When asked what to call people who spoke two languages, the reply was quick. “Bilingual!”
And those who spoke only one language?
Olmos answered himself: “American.”
True dat.
Super Bowl 60’s half-time show was a joyful extravaganza, intricately choreographed in a music-and-dance-filled collage. And it was all in Spanish.
International star Bad Bunny – an American born and raised in the territory of Puerto Rico – used his stardom and his appeal to a Latino audience to tell a story of the history of the people of Puerto Rico and the Americas. And his show was very much a paean to his Puerto Rican roots.
A handful of critics noted that because the program was almost completely in Español, a lot of the audience no comprenden. Given the rapid pace of Bad Bunny’s speaking and singing I would wager even skilled Spanish speakers had some trouble keeping up.
But no matter how rapid Bad Bunny’s patter was, the 13-plus minutes of the performance was an immense, fast-moving pageant that showed sugar cane workers, life in the villages, the catastrophe of a hurricane and the collapse of its power grid. And it revealed love for his country.
Many who commented on the performance said while they don’t under Spanish, the images told the story. The half-time show declared, among other things, that people in the varied nations across North and South America are a two-continent collective. And Spanish knits many of the people.
Unlike many nations, Americans generally are not big on being able to speak any other language other than their native English. Choosing Bad Bunny to put on the half-time show at the Super Bowl is a reflection of a changing language landscape. In states bordering America’s west coastline, Spanish is commonly spoken amid the majority of English speakers. Ditto for Texas and Arizona. Bilingual programs in elementary schools are increasingly popular, too, all over the country. And not just in Spanish.
Foreign language study was required in New York State when I went in high school in the 60s. I took a state Regents Exam in French, barely scraping by with a passing score. It was a pretty sad performance for the son of a man who could speak and write seven languages. My Dad had passed away years before I went to high school or he might have tutored me in Francais for a better showing.
But decades after that French exam debacle, I learned Spanish sufficiently to join a group of university professors heading to Spain to teach in a media program. I discovered two things in that process. First, if I had the right incentive, I could learn a foreign language, quickly. Second, if you want to truly understand a culture, being able to speak and understand its language is critical.
That second part was clear during my Spain adventures and later when I lived in a tiny Mexican coastal village where my wife and I were the only English speakers among 300 residents.

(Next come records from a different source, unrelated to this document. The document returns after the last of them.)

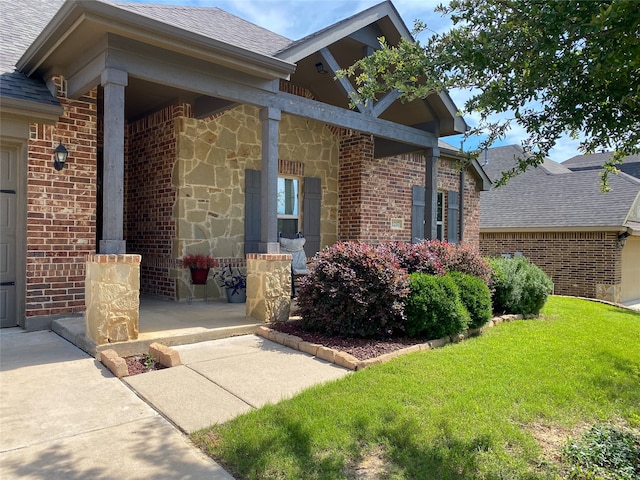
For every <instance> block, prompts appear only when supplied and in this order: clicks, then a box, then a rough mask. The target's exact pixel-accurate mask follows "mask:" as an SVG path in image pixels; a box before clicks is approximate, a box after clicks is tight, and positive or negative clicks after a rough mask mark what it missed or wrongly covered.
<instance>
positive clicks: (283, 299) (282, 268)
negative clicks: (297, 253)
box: [247, 253, 291, 322]
mask: <svg viewBox="0 0 640 480" xmlns="http://www.w3.org/2000/svg"><path fill="white" fill-rule="evenodd" d="M290 312H291V255H289V254H258V253H249V254H247V316H249V317H252V318H255V319H256V320H259V321H261V322H284V321H287V320H288V319H289V314H290Z"/></svg>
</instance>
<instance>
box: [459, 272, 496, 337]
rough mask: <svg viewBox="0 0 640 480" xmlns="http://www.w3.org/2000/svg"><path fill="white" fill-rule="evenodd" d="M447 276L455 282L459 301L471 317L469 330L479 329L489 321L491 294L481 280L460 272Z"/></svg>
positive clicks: (488, 288)
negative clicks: (470, 320)
mask: <svg viewBox="0 0 640 480" xmlns="http://www.w3.org/2000/svg"><path fill="white" fill-rule="evenodd" d="M448 276H449V277H451V279H452V280H453V281H454V282H456V285H457V286H458V290H459V291H460V300H462V304H463V305H464V306H465V308H466V309H467V311H468V312H469V315H470V316H471V321H470V322H469V328H480V327H482V326H483V325H484V324H485V323H487V322H488V321H489V320H491V316H492V308H491V292H490V291H489V287H487V284H486V283H485V282H484V281H483V280H482V279H481V278H478V277H475V276H473V275H468V274H466V273H462V272H451V273H449V275H448Z"/></svg>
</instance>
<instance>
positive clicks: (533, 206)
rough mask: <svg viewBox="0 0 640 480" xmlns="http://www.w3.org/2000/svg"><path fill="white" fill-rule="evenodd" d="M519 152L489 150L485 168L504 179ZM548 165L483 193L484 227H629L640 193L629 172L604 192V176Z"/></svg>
mask: <svg viewBox="0 0 640 480" xmlns="http://www.w3.org/2000/svg"><path fill="white" fill-rule="evenodd" d="M518 149H519V147H514V146H510V147H499V148H497V149H489V151H488V159H489V163H488V164H487V165H486V166H485V167H484V168H485V171H487V173H488V174H489V176H490V177H491V178H495V176H496V175H497V176H498V177H499V174H500V172H502V170H504V169H508V168H510V166H513V165H514V160H513V158H514V153H516V152H517V150H518ZM520 153H521V151H520ZM480 160H482V158H481V159H480ZM548 162H551V161H550V160H548V161H546V162H545V164H543V166H542V167H540V168H536V169H532V170H529V171H527V172H525V173H523V174H520V175H518V176H517V177H515V178H513V179H511V180H510V181H509V182H508V183H507V184H506V185H505V186H503V187H500V188H493V189H491V191H489V192H482V193H481V196H480V228H481V229H488V228H555V227H599V226H601V227H611V226H622V225H623V224H624V222H625V219H626V217H627V214H628V213H629V210H630V208H631V206H632V205H633V202H634V200H635V199H636V197H637V196H638V194H639V193H640V180H638V179H636V178H634V177H632V176H630V175H626V174H624V173H621V174H620V175H612V176H611V177H610V186H611V191H610V192H608V193H602V192H601V191H600V172H598V171H596V170H587V171H579V172H572V171H571V170H569V169H564V168H562V167H563V166H562V165H561V164H557V163H555V162H551V163H548ZM554 164H555V165H554ZM558 167H560V168H558ZM489 172H491V173H489Z"/></svg>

The tutor that got me and my colleagues up to speed in Spanish for our Spain journey once told us flatly that “language is the culture.”
I think Bad Bunny and the other performers gave us a lesson in that last Sunday.
Si?
Fitzgerald has worked at six newspapers as a writer and editor as well as a correspondent for two news services. He splits his time between Valois, N.Y., and the Pacific Northwest. You can email him at Michael.Fitzgeraldfltcolumnist@gmail.com and visit his websites at michaeljfitzgerald.blogspot.com and michaeljfitzgerald.substack.com.





One of my "retirement goals" is to learn (relearn) another language. French was junior high, long forgotten; Spanish was high school, and I can be forgiven for not remembering a lot because Laurette Spang sat directly in front of me (she of "Battlestar Galactica" fame). My next-door neighbor is German, so that's one, and probably Spanish, because of everything you mentioned.
Yes, it’s embarrassing to be a monolingual American traveling the world. (I love that quote in this piece). People apologize if they don’t speak very good English, and I say no, I’m sorry for not knowing theirs! We are making it a priority to take Japanese classes when we get back home, to learn our daughter-in-law’s first language and be able to communicate with her parents. I’d like to get back into Spanish too, to build on my two years in high school.